On Fri, Aug 12, 2022 at 12:31:16PM -0400, Viktor Dukhovni via Exim-users wrote:
> If the problem persists with as much as possible of the hardware assist
> disabled, then it sure looks like Linux TCP is the culprit.
Unsurprisingly, this is indeed a Linux bug. Neal Cardwell from Google
shared the below:
I strongly suspect this is a known issue with interactions between
Exim and TFO causing machines to ignore packets, which was reported
in this thread:
https://lore.kernel.org/lkml/E1nZMdl-0006nG-0J@plastiekpoot/
I tracked it down to a conntrack bug and suggested a fix, and the
conntrack maintainers checked in an expanded fix here: c7aab4f17021b
netfilter: nf_conntrack_tcp: re-init for syn packets only
https://lore.kernel.org/netdev/17c87824-7d04-c34e-bf6a-d8b874242636@tmb.nu/t/#mab1f2792ba24e98e3f41468c9781747a77c87ac9
Can you please advise folks who run into this to upgrade to Linux v5.18
or later (since it has the fix) or to cherry-pick in that fix?
I see this patch was only backported to 5.17, and not to older stable
releases.

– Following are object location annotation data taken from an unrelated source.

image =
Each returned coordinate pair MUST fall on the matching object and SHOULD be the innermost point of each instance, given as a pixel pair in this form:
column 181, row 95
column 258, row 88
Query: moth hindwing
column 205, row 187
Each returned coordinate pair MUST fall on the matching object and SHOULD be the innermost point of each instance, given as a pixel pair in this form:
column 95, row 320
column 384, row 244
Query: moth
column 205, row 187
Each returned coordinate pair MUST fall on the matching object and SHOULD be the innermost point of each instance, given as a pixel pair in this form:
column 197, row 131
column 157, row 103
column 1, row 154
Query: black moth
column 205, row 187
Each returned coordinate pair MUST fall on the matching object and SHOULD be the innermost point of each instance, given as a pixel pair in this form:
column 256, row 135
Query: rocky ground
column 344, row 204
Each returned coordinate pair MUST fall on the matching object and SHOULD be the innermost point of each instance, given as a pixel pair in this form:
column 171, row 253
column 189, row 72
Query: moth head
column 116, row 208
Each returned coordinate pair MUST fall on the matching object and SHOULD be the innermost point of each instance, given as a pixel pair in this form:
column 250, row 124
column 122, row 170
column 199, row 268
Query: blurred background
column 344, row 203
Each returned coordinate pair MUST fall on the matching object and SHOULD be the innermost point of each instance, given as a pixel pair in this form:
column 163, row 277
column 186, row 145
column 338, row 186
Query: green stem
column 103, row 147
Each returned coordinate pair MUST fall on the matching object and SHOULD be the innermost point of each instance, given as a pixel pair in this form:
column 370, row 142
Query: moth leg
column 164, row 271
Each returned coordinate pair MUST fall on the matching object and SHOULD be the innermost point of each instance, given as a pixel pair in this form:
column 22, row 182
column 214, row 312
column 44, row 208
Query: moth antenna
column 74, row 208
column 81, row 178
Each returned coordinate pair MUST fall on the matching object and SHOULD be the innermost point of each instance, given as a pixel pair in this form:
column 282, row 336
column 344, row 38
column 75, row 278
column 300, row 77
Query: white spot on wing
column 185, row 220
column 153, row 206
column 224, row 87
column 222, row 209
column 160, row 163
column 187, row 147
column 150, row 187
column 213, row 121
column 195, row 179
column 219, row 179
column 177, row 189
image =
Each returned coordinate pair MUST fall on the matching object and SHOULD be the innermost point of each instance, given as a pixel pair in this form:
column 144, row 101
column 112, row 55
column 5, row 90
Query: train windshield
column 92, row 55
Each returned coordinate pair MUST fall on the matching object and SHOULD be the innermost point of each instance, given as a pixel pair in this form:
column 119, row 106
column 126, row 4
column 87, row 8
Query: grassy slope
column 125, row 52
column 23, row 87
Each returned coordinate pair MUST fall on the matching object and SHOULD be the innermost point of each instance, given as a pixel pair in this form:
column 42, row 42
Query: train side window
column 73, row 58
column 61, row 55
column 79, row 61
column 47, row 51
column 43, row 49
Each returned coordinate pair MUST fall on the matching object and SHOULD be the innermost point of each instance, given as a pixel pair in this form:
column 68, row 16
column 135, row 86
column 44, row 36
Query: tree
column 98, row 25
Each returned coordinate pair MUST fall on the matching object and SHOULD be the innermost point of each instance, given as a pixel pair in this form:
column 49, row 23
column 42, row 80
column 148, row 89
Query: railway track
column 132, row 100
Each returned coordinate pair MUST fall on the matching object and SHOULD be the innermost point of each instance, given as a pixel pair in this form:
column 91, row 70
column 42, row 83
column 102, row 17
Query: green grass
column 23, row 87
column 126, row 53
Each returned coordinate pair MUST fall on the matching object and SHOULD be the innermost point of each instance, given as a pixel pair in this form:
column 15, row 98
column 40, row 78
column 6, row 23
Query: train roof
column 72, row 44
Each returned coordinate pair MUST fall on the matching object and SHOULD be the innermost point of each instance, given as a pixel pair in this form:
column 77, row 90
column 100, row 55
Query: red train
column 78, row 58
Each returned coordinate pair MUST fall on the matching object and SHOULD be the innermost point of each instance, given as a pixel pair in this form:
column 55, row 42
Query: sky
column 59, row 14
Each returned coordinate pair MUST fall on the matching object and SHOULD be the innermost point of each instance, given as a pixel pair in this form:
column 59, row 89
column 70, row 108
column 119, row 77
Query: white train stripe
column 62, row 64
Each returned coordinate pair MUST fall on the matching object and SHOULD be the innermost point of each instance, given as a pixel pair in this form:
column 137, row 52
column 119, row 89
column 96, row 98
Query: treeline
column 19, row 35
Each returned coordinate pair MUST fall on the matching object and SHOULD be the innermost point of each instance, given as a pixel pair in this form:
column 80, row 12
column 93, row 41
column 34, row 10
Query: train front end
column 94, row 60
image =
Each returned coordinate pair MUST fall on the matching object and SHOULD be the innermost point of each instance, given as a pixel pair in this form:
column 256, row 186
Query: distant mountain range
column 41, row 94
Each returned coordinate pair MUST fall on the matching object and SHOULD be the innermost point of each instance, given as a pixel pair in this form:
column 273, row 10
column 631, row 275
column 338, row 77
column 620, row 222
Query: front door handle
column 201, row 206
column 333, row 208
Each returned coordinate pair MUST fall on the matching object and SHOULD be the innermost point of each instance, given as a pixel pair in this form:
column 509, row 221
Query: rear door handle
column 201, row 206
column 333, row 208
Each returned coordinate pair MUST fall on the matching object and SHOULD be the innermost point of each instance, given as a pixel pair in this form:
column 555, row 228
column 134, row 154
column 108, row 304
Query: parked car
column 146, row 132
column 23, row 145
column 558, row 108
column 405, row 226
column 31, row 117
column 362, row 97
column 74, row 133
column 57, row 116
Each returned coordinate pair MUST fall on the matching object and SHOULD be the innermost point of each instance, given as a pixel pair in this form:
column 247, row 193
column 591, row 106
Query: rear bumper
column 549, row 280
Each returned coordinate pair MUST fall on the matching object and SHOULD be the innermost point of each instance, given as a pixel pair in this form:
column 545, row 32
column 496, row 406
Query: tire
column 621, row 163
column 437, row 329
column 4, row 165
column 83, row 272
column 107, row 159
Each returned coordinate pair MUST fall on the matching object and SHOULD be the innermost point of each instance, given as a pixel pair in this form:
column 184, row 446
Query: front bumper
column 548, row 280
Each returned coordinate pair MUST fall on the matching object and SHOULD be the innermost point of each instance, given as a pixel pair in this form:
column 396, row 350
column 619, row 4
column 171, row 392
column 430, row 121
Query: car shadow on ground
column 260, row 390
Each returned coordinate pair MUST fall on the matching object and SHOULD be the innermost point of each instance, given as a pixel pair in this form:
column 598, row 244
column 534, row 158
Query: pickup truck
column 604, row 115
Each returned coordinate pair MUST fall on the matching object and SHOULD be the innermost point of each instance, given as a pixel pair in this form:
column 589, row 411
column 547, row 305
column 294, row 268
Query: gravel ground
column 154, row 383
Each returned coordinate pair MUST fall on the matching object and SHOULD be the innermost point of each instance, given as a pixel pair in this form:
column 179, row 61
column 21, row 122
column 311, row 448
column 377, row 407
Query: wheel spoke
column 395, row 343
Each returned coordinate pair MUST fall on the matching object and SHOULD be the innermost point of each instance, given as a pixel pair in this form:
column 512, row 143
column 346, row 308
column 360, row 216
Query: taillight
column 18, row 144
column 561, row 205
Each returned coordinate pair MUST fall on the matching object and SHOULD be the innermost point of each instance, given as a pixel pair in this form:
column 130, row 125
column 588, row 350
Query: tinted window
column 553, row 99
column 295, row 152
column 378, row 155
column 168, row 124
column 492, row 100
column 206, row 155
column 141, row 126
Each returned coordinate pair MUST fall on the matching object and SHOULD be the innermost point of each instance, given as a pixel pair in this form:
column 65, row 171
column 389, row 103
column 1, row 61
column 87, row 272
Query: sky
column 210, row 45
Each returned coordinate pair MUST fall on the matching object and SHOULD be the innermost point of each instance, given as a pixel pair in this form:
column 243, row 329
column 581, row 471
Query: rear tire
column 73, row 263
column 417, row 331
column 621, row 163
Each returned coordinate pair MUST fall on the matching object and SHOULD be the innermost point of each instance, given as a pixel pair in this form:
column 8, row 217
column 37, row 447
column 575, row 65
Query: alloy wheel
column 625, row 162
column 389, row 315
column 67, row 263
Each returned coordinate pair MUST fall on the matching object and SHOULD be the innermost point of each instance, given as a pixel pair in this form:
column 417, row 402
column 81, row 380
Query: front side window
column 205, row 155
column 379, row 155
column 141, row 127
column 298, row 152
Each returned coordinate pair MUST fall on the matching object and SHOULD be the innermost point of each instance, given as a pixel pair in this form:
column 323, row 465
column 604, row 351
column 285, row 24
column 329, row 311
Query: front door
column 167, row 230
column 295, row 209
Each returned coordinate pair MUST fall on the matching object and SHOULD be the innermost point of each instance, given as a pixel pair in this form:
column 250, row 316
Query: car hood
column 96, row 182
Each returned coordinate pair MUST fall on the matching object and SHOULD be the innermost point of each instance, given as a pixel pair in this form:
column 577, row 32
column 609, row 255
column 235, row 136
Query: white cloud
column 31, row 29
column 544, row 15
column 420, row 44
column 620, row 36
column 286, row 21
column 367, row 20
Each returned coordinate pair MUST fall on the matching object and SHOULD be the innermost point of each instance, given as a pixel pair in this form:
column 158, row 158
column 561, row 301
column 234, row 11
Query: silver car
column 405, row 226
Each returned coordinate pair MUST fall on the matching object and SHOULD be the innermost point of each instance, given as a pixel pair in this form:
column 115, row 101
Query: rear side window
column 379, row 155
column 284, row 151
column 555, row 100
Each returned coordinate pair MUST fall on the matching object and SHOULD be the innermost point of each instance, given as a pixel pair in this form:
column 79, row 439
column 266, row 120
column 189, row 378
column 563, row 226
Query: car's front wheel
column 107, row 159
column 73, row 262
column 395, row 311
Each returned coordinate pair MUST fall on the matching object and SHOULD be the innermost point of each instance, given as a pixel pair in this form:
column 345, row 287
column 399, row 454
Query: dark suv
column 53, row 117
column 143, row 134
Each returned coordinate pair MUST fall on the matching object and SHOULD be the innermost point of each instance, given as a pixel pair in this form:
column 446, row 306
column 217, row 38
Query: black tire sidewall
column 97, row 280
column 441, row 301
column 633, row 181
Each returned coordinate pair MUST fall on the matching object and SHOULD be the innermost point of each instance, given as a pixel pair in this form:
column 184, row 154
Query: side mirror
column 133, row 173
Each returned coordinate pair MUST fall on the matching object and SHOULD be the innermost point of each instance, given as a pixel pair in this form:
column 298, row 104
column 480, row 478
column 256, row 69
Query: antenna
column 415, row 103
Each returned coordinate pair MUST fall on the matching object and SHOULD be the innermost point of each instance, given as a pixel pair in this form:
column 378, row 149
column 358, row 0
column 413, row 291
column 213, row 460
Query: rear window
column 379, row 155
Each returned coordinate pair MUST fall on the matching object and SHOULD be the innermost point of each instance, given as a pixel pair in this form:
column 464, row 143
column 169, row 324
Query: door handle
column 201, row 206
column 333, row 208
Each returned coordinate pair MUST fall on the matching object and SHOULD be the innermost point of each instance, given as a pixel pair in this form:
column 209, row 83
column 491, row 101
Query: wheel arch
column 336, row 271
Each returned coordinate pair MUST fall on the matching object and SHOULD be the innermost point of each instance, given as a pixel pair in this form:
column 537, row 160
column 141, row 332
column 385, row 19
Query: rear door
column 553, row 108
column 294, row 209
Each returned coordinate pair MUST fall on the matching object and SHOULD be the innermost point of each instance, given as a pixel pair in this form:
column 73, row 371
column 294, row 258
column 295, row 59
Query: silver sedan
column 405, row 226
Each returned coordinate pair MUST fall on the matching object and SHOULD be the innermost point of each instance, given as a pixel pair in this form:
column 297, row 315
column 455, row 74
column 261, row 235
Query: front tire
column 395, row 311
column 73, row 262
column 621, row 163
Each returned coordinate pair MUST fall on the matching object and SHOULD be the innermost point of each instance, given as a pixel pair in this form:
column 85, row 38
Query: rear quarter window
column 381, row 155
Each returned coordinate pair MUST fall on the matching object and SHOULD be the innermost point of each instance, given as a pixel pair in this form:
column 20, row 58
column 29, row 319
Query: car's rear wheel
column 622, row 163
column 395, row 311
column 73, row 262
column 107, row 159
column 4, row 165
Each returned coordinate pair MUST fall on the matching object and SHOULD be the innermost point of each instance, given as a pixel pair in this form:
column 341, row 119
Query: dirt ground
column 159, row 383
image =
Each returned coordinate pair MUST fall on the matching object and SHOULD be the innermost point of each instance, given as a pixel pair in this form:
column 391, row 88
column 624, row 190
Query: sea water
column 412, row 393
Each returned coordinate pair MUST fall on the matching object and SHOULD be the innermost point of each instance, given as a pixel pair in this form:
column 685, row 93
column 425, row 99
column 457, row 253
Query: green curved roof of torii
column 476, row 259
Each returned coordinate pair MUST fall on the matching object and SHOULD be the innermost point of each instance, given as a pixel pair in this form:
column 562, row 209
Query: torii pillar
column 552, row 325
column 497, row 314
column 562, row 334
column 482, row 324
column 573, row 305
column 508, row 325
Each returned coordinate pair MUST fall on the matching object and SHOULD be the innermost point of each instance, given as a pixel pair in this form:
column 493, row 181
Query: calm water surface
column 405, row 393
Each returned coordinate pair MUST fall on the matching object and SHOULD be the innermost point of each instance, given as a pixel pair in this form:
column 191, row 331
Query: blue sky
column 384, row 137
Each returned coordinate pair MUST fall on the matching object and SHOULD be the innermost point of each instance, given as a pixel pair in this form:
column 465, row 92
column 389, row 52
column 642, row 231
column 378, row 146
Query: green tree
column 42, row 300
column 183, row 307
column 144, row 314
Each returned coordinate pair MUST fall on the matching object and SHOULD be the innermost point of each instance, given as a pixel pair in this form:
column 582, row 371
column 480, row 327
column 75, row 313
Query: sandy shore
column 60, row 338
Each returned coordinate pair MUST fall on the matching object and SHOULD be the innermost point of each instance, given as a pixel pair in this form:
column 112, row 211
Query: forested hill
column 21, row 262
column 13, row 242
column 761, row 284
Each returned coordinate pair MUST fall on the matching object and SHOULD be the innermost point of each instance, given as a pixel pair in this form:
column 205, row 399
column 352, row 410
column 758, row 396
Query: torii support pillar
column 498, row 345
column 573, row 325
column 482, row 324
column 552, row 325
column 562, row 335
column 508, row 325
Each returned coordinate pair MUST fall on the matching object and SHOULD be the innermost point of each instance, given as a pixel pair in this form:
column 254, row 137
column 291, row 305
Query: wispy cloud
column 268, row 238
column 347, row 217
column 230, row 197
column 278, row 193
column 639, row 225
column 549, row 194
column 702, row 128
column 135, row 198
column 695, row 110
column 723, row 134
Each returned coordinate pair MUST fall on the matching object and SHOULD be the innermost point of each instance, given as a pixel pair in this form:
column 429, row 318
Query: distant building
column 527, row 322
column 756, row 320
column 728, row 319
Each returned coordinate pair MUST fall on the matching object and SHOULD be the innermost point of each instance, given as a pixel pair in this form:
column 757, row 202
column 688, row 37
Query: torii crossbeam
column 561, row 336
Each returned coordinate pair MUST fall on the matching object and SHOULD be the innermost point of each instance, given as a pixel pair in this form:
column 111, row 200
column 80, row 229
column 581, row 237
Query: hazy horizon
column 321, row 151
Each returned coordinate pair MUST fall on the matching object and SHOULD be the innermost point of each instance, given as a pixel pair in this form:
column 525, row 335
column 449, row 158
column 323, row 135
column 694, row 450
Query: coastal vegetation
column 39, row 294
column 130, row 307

I will try to get it backported to other stable releases so
more users pick up the fix automatically from their distributions...
It seems that with TFO the Linux TCP client is prone to losing track of
the window scale, and eventually the SMTP client runs out of TCP window,
matching Jeremy's observation that the client did not get far past the
initial window.
So either get a later (or patched) kernel, or disable TFO.
--
Viktor.